Alberta’s Hotel was listed in The Negro Motorist Green Book beginning in 1954. Over the years, Route 66 travelers from across the United States, and other countries, stayed at Alberta’s Hotel.

Church Square South

Located just east of the Alberta’s Hotel site is Church Square South. It includes two historically African-American churches: Gibson Chapel and Pitts Chapel.

Gibson Chapel, on the corner of Tampa and Washington, was formed as the First Negro Cumberland Presbyterian Church in 1865 by a freed slave named Rev. Peter Lair, later spelled Lear, with help from a white minister. The frame building was constructed on the south side of the Jordan Creek at the foot of Washington Avenue. 

In 1891 a new brick church was built on the corner of Washington and Pine, now 536 East Tampa St. The church was renamed Gibson Chapel after the death of Rev. H. A. Gibson, who worked tirelessly to get the new structure erected. After the Easter lynching, many families sought shelter in the chapel’s basement while male church members guarded the building. After World War II, five members of the choir formed the singing group the Philarmonics, which went on to regional and national fame.
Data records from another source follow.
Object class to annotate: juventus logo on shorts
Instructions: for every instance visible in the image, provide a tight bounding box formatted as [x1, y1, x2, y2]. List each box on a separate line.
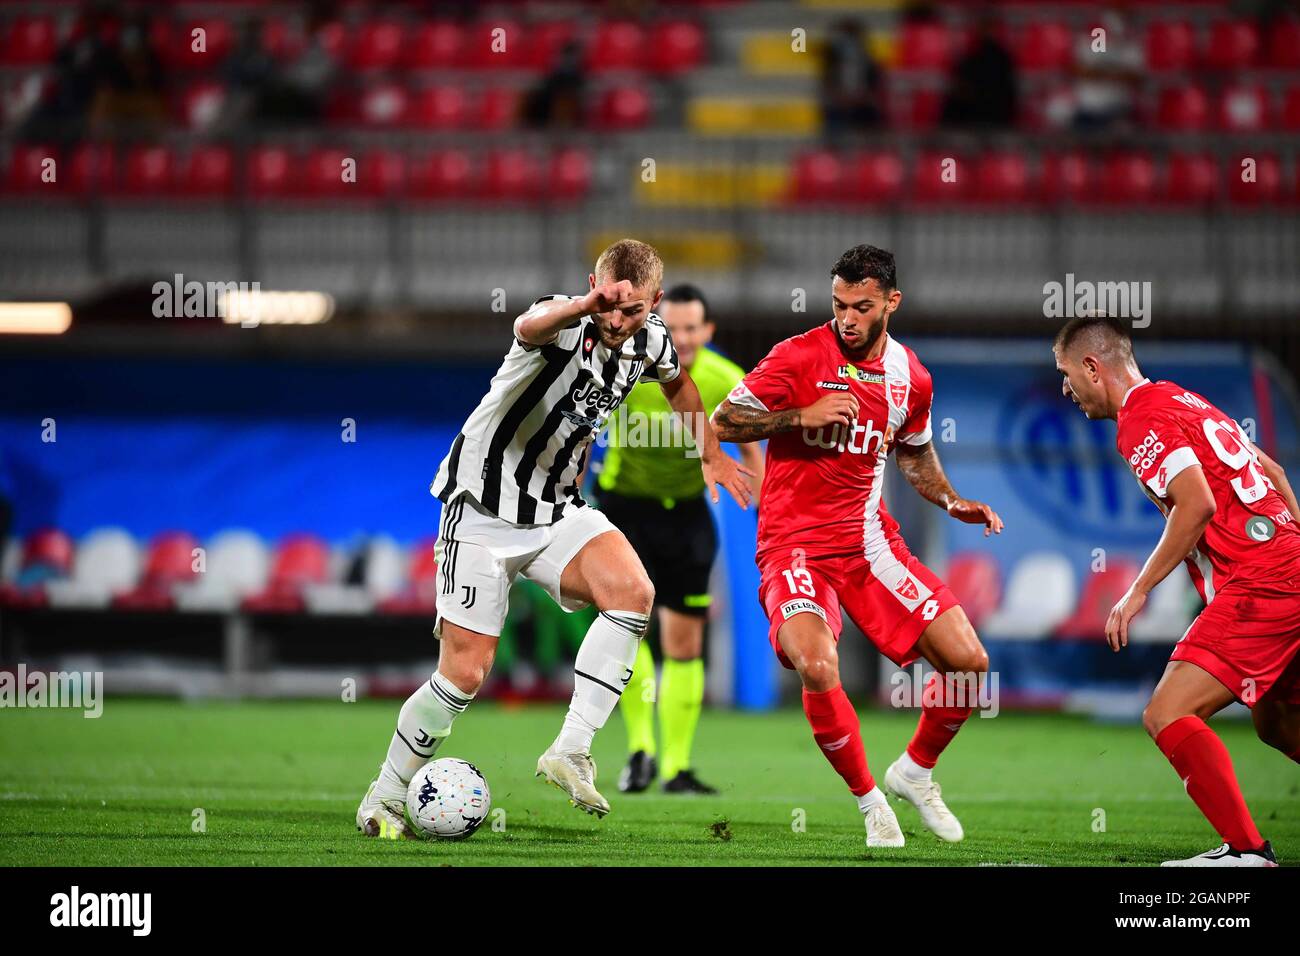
[460, 585, 477, 609]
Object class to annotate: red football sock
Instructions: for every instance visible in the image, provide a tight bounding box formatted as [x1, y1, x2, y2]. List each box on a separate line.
[1155, 716, 1264, 852]
[905, 672, 974, 769]
[802, 685, 874, 796]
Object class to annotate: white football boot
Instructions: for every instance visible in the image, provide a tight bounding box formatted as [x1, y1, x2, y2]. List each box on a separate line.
[884, 759, 965, 842]
[536, 748, 610, 817]
[1161, 841, 1277, 867]
[356, 777, 414, 840]
[864, 800, 906, 848]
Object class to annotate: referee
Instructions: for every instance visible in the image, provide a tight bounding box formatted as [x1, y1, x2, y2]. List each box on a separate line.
[596, 284, 764, 793]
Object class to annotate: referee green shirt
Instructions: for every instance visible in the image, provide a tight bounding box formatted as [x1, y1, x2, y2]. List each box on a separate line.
[598, 347, 746, 503]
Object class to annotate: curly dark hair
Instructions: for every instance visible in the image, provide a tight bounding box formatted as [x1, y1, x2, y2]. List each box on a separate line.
[830, 244, 897, 290]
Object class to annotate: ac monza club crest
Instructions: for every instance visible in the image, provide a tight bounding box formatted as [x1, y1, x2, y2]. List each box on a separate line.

Pitts Chapel UMC was constructed in 1865 after an arsonist burned the log cabin church along Jordan Creek. Fleming McCullah donated the land for the church, which also housed the Freedmen’s Bureau School and later the public school for Black children.

Edgar Pitts was the pastor of the chapel three times after the Civil War, and when he died in 1889 the church was renamed in his honor. In 1911 the congregation built a new church structure on the corner of Benton and Pine, now Tampa.